I was trying to prove that if $\vert Y \vert \le c$ a.s. then $ \vert E\{Y |G\}\vert \le c$ a.s. also by contradiction.
If I assume $\vert Y \vert \le c$ a.s and $P(\vert E\{Y |G\}\vert > c)>0$ then
$P(\vert E\{Y |G\}\vert > c,c\ge \vert Y \vert)>0$ since $\vert Y \vert \le c$ a.s. and we can conclude that $P(\vert E\{Y |G\}\vert >\vert Y \vert)>0$.
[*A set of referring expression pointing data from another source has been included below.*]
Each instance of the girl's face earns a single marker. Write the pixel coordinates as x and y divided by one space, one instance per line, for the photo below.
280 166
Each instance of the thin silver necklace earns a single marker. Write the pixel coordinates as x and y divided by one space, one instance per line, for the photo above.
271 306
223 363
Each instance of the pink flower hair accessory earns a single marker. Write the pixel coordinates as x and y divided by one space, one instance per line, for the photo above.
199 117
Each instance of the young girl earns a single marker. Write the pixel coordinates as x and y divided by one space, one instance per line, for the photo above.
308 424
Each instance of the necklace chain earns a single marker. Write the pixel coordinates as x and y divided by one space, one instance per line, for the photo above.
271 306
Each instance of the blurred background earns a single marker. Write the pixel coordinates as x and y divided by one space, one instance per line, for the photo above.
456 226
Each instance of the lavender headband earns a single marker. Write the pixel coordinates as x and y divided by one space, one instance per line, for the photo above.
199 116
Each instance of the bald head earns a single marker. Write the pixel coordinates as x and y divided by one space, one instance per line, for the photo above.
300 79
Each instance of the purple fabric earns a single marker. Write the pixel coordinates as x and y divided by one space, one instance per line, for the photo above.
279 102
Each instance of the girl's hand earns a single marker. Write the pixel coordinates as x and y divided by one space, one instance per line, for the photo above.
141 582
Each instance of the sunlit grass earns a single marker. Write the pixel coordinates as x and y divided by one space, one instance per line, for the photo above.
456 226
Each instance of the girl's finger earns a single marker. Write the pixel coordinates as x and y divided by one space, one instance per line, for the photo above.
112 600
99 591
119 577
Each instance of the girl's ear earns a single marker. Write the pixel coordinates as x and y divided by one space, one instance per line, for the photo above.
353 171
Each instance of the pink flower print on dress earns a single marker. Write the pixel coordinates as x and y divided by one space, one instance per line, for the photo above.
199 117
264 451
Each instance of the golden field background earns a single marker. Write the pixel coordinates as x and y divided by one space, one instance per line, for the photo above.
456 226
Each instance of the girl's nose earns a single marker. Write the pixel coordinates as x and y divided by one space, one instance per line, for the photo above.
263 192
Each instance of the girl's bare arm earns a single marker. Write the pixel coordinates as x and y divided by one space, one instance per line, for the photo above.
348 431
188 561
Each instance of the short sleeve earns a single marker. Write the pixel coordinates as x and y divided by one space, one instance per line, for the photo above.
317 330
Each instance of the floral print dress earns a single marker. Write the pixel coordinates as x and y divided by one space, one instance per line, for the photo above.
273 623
Another alternate idea that I had was Since conditional expectation E{Y |G} takes the values $E[Y\mathbb{1}_A]$ as $A$ varies in $G$ we can conclude that $Y\mathbb{1}_A \le Y \le \vert Y \vert \le c $ we have that for all $A$ in $G$ we have $E[Y\mathbb{1}_A] \le c$ and hence $\vert E\{Y |G\} \vert \le E\{\vert Y \vert |G\} \le c$
Your argumentgs don't seem rigorous. For a correct proof you have to use the definition of conditional expectation. Let $Z=E[Y|\mathcal G]$. By definition $\int_AZdP=\int_A YdP$ for all $A \in \mathcal G$. Let $A=\{Z >c\}$. If $P(A) >0$ then $c P(A) <\int_A Z dP =\int_A YdP \leq cP(A)$ which is a contradiction. This proves that $P(A)=0$ so $Z \leq c $ a.s.. Similarly $Z >-c$ a.s.